In the spring of 2016, two years after Jeff Bezos acquired The Washington Post, the billionaire joined then-executive editor Marty Baron for an interview. During the sit-down, Bezos declared he was “even more optimistic today” about the newspaper’s future than he was when he bought it. “I’ve always believed…that democracy dies in darkness,” Bezos said, using The Post’s signature slogan, adding that “certain institutions have a very important role in making sure that there is light.”

Nearly a decade later, staffers at The Post are questioning Bezos and publisher Will Lewis’ commitment to the health of the paper—and publicly pleading for them to change course—as they brace for upwards of 100 newsroom layoffs that are expected to hit the sports, metro and foreign teams hardest, according to multiple people familiar with the matter. As of August, the newsroom headcount sat around 800 staffers. Including those anticipated newsroom cuts, as many as 300 Post employees across the broader company could be impacted by the February trim-down, Status has learned.

Spokespersons for The Post did not respond to multiple requests for comment for this story.

“The newsroom is being punished for absolute incompetence from the owner and publisher,” one Post staffer said.

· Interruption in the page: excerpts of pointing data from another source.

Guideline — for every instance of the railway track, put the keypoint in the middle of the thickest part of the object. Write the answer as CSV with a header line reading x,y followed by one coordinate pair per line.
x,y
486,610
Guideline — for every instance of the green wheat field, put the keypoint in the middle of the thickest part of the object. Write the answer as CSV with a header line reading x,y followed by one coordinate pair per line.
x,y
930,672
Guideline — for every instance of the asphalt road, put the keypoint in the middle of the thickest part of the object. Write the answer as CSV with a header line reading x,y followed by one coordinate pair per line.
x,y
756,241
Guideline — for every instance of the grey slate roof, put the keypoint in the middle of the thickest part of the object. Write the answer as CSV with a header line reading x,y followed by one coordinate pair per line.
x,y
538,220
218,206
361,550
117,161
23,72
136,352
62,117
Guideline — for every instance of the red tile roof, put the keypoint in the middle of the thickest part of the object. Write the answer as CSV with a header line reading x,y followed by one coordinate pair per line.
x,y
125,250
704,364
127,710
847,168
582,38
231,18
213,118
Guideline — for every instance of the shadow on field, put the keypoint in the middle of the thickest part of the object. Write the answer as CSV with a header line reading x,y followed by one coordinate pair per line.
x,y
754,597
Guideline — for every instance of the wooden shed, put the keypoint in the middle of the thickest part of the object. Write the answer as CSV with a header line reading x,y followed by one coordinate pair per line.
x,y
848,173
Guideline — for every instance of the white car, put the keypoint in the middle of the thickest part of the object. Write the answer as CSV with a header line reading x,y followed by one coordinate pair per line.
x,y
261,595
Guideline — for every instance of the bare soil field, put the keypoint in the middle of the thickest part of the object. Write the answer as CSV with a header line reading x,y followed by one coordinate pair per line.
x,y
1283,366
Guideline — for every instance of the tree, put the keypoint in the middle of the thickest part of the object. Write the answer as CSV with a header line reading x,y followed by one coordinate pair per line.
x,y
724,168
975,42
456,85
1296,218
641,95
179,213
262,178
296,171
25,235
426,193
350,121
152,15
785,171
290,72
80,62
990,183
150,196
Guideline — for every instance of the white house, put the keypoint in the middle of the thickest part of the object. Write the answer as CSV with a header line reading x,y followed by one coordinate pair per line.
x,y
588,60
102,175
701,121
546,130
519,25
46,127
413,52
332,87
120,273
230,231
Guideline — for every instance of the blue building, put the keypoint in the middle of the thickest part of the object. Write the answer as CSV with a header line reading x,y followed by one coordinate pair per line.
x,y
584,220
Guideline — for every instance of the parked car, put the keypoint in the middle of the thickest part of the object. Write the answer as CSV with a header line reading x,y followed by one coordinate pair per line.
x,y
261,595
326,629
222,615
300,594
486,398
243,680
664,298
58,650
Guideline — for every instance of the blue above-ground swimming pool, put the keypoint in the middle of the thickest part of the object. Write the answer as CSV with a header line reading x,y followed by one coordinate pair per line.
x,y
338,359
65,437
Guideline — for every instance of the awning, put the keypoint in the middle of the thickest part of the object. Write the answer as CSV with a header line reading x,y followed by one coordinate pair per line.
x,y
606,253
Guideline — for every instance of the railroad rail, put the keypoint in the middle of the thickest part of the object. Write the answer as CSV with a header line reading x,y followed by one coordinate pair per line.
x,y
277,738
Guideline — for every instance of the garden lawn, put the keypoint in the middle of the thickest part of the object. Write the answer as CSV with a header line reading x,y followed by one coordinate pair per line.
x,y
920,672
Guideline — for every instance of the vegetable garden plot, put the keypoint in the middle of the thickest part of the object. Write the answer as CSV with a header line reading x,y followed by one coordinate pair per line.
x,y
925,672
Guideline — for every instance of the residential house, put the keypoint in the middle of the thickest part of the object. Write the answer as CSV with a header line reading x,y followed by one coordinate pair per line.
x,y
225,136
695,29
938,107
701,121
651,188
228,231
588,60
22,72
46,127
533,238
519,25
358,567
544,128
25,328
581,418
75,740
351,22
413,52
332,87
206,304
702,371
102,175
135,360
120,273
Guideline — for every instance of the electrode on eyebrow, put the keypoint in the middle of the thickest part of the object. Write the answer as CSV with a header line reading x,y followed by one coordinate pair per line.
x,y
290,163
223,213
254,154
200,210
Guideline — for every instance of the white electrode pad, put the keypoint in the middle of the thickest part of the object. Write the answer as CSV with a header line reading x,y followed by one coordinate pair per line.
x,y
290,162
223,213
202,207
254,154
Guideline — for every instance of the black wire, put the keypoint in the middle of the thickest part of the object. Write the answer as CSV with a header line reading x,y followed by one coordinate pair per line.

It is a particularly inopportune time for Post leadership to enact broad cuts to the sports desk, which could be shuttered entirely, according to multiple people familiar with the plans, with the start of the Winter Olympics just weeks away. On Friday, managing editor Kimi Yoshino startled sports staffers with a memo informing them that the paper would no longer send a cohort of journalists to Italy to cover the games, according to a copy of the email reviewed by Status. “We realize this decision and its timing will be disappointing to many of you, so please reach out to me if you want to talk further,” Yoshino wrote in the brief note.

Further rankling staff, much of the expense associated with covering the Olympics had already been paid prior to the reversal, according to two people familiar with the matter. The New York Times reported on Saturday that The Post had spent at least $80,000 on housing alone. If anything, that appears to be flushing money down the drain rather than effective cost-cutting. One Post staffer said the cancellation served as a “devastating blow” for the sports team, and is being read internally as a decision by leadership to avoid the poor optics of laying off staffers while they are on a reporting assignment abroad. As Status first reported last week, the layoffs are expected to take place in February. The Olympic Games are scheduled for February 6-22.

As the sports team awaits its fate, the department is in “a state of paralysis,” the staffer said, at least “until it gets some clarity from management.” The person added to Status, “I’m done producing journalism for The Washington Post until I learn if I still have a job. I think a lot of people feel that way.”

This is an ideological, rather than a financial, bust-out. Bezos will keep losing money he doesn’t need, but a news source that is not regime-aligned will just wander around as a neutered zombie if it isn’t shuttered entirely.